The Henson Journals
Fri 26 August 1927
Volume 43, Pages 41 to 42
[41]
Friday, August 26th, 1927. The Priory, Woodchester.
An ordination candidate, Wright, asks me to provide him with a title to be ordained at Advent. The answering of that question grows ever more difficult as the older priests disappear, and the Anglo–Catholick movement advances. The importance of placing the newly–ordained clergyman under the direction of a really competent senior is obvious. In my diocese the parish clergy who are competent for the task are very few, and some of them are placed in parishes which, for one reason or another, are plainly unsuitable.

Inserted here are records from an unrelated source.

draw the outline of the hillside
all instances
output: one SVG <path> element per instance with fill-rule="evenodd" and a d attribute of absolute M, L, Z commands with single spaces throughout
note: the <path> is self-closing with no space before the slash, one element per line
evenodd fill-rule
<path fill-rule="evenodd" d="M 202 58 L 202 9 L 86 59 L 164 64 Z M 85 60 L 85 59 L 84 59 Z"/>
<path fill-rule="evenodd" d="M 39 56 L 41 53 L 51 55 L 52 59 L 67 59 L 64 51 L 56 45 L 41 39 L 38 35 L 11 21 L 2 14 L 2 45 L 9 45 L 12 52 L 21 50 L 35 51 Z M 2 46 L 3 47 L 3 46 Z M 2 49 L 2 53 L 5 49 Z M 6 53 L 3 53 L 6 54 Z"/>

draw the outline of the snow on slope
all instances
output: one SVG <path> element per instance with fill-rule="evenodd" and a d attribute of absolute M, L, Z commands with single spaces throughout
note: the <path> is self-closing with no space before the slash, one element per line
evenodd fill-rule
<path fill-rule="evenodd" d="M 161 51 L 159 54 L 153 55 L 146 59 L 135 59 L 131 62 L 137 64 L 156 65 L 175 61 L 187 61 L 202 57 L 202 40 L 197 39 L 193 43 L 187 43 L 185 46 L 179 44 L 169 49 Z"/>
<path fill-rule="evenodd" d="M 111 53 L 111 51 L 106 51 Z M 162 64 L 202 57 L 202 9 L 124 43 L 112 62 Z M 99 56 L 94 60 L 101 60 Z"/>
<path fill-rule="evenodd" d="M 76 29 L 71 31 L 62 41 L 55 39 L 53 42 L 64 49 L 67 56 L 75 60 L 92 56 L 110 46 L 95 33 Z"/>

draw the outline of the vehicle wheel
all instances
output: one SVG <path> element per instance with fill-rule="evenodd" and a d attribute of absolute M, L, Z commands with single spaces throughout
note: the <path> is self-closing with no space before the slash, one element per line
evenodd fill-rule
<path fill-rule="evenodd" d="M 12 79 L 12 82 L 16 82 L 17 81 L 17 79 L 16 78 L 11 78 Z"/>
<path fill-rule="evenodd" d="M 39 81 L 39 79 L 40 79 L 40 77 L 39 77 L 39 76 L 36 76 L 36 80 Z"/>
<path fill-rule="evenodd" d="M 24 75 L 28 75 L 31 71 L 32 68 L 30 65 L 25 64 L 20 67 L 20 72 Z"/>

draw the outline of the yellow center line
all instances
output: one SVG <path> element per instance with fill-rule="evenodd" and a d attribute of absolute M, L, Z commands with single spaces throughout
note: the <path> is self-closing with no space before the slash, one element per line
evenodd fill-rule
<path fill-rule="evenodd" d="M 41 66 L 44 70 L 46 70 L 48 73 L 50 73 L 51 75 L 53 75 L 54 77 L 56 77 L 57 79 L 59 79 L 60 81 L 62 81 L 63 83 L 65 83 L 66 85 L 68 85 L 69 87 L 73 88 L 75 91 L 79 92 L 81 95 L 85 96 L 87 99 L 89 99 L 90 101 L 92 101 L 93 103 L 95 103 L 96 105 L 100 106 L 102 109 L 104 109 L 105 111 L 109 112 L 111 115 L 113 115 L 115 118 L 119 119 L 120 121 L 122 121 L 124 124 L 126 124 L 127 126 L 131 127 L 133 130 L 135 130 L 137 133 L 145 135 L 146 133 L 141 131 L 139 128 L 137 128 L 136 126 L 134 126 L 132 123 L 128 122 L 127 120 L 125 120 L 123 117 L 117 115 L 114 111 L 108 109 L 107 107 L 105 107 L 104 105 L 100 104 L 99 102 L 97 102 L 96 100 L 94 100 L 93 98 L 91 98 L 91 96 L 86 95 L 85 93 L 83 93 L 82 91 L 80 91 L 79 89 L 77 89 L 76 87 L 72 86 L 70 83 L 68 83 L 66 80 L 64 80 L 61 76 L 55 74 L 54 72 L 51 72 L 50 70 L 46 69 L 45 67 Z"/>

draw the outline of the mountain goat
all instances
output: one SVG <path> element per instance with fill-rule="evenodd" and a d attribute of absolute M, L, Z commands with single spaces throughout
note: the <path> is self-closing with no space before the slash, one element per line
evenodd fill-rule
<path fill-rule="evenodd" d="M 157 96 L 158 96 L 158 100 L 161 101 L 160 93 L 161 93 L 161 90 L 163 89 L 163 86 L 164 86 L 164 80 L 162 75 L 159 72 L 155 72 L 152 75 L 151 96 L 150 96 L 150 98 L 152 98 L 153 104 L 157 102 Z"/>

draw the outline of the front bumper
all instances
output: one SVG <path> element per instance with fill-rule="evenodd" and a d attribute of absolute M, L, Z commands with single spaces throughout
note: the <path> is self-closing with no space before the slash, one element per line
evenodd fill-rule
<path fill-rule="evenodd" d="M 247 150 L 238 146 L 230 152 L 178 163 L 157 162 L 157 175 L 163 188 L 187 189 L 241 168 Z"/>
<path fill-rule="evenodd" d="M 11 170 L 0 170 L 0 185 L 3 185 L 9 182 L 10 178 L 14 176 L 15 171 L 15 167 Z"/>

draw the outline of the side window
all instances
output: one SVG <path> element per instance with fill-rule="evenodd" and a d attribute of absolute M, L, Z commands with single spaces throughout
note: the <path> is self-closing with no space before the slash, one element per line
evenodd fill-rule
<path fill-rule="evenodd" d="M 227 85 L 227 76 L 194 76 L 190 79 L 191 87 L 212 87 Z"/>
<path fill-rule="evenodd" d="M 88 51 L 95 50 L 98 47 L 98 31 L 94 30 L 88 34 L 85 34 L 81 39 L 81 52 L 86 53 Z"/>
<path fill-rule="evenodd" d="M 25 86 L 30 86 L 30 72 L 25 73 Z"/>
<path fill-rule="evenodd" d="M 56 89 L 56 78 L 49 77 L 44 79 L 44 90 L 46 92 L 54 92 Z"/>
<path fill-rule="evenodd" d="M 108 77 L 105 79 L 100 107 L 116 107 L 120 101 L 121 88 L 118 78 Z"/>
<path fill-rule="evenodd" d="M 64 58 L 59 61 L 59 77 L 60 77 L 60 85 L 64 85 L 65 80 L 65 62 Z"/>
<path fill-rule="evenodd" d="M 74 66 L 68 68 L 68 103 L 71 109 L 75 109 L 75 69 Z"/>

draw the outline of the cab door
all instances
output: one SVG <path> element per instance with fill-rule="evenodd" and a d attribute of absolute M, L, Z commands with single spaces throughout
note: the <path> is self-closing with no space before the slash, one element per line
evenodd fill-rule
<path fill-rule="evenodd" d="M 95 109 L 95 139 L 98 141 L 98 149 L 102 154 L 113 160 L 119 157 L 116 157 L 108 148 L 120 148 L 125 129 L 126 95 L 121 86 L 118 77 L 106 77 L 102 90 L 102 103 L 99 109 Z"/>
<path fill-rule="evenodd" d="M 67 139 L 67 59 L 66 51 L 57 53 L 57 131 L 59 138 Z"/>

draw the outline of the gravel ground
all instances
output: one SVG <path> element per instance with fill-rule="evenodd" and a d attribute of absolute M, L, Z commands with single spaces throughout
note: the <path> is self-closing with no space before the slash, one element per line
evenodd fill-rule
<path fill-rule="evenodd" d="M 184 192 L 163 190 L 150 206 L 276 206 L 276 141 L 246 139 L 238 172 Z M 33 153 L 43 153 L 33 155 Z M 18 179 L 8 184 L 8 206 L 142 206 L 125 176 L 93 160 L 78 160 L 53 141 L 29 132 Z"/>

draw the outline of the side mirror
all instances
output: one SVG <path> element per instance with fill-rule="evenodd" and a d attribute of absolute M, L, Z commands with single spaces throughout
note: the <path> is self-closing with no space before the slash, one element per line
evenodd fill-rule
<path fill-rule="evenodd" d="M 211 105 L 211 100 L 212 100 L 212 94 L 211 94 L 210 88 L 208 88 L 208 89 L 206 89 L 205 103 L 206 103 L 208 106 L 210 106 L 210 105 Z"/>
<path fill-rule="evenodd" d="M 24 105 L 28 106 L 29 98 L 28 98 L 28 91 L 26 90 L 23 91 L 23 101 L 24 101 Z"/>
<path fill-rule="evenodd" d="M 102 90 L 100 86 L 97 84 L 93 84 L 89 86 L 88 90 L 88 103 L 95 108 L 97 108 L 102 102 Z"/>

Then there are hardly any staffs of clergy left, so that the influence of assistant curates on one another – often the most potent & valuable of all forms of influence – has now generally disappeared: and assistant clergy themselves are but too often elderly men, weighed down by matrimony, ill health, and narrow training. I can find no more than 30 out of nearly 300 incumbents who could, even by a tolerant estimate of qualifications, be considered fit for the supervision of assistant curates: and these are not all suitably circumstanced.
[42]
Ella went to Cheltenham to see her cousin. I wrote and read in my room, & then joined my host in the garden until lunch–time. After lunch we were motored to a church a few miles from the house, where were some carved benches & pretentious 17th century tombs. The church itself had been mostly rebuilt in the reign of Queen Anne, and was barren of interest as that fact suggests, but it commanded a noble prospect, which went far to compensate for its lack of architectural distinction.
The newspapers are filled with accounts of two terrible rail disasters, the one near Sevenoaks in Kent, the other in Switzerland, both attended with considerable loss of life.
The Lord Mayor writes to remind me that I had promised to attend and address a meeting in Newcastle, which he would convene in September, in order to launch a great appeal for £150,000. for the Royal Victoria Infirmary. What chance of success has an appeal for a similar amount to save Durham Cathedral from slipping into the river? The whole outlook is as black as can be.